The indication of exposure to phosgene was, in almost half of the cases, discovered by odor. While the use of the personnel exposure-monitoring indicator badges allowed us to more accurately access exposure, the badges by themselves were not the most-effective method for early warning, particularly for high exposures. However, the badges and the alarm were able to warn of phosgene exposure in a number of cases, especially for lower exposures, when odor would not be a useful indicator. The badges can assist in making medical decisions by providing an estimated level of dose. These dose estimates are particularly helpful when deciding how long to observe the worker within a medical facility. While the detection of odor will likely remain a major warning device for phosgene exposure, the alarms and badges will still provide additional early warning.

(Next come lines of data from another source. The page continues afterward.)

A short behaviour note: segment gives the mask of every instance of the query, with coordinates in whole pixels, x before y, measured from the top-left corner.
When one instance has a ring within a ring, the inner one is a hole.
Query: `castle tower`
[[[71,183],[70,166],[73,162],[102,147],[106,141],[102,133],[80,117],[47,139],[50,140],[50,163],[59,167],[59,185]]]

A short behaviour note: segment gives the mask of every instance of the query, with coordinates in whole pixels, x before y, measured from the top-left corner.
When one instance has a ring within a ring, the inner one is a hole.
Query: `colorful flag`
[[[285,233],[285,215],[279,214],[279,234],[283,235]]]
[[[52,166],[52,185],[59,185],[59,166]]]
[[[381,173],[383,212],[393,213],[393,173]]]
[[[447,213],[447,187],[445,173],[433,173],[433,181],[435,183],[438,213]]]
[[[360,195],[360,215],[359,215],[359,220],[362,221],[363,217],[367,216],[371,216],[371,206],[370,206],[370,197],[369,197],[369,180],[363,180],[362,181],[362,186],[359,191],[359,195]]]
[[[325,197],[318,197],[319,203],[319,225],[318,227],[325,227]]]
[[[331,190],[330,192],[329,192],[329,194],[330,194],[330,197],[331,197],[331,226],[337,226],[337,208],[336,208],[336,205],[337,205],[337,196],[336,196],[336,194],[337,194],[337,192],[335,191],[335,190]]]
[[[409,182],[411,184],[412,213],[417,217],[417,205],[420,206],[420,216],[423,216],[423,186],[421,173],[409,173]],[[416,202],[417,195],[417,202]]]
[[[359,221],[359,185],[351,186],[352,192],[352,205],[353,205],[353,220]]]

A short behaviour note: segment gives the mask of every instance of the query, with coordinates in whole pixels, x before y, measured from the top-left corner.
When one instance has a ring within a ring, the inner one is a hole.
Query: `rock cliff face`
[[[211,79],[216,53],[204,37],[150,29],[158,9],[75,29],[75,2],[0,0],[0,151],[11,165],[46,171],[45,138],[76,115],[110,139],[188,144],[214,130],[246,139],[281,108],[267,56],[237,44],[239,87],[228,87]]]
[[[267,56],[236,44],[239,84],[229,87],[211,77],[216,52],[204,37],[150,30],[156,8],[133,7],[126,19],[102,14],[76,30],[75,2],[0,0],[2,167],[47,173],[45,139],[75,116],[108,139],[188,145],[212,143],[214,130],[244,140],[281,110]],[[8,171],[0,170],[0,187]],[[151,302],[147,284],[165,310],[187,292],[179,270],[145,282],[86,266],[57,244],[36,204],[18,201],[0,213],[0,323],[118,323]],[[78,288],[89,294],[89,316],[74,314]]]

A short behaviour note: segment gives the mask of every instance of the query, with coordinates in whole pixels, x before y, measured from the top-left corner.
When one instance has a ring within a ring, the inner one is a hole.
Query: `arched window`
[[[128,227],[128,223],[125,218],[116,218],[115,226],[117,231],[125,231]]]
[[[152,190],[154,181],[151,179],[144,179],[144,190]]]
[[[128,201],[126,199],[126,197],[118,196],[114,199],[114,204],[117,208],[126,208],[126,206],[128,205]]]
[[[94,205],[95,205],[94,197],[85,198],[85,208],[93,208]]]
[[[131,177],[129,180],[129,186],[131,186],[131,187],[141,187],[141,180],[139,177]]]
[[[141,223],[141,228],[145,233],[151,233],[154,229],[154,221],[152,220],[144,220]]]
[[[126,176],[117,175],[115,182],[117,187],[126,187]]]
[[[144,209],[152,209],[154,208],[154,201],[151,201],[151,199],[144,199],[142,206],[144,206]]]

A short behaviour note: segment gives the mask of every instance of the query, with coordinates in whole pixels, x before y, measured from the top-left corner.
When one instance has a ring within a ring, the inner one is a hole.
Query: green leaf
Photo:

The Registry establishes a database for examining exposure–response relationships for phosgene exposure and persistence of symptoms. While there is information on how much high levels of phosgene may cause death, the relationship between much-lower total doses and the persistence of symptoms have not been well studied in humans. This Registry provides a research vehicle to examine this relationship. While the current data are limited by being heavily skewed to low doses, our study still represents the largest database known to systematically examine phosgene exposures in humans. We determined that higher phosgene concentration was related to the presence of symptoms within 48 hours of exposure. However, we found no indication of symptoms being related to exposure after 30 days, and physicians diagnoses found no persistent lung impact among the exposure incidents investigated. These observations are consistent with the acute symptoms being due to concentration-dependant, transient, irritant effects on mucous membranes of the face and upper respiratory tract. These transient effects are likely a separate mechanism resulting from hydrolysis to hydrochloric acid and have separate prognostic significance from the potentially life-threatening damage deep within the lungs from higher phosgene exposures.8 These findings lend credence to the theory that prolonged respiratory effects do not occur with doses less than 150 ppm-minutes. In addition, the algorithm for the three distinct pathological phases, proposed by Diller many years ago, is also supported by our study.8,14
The number of workers with exposures greater than 60 ppm-minutes is small, and the number with lower respiratory tract symptoms is even smaller. This does limit the Registry's utility in addressing efficacy of treatment options and prognosis of phosgene-induced lower respiratory tract disease. However, the Registry already provides a unique resource for refining understanding of the outcomes of low concentration and low-dose exposures.
This research was funded by American Chemistry Council. This study conduct was pursuant to review and oversight by a Human Subjects review board in Midland, Michigan.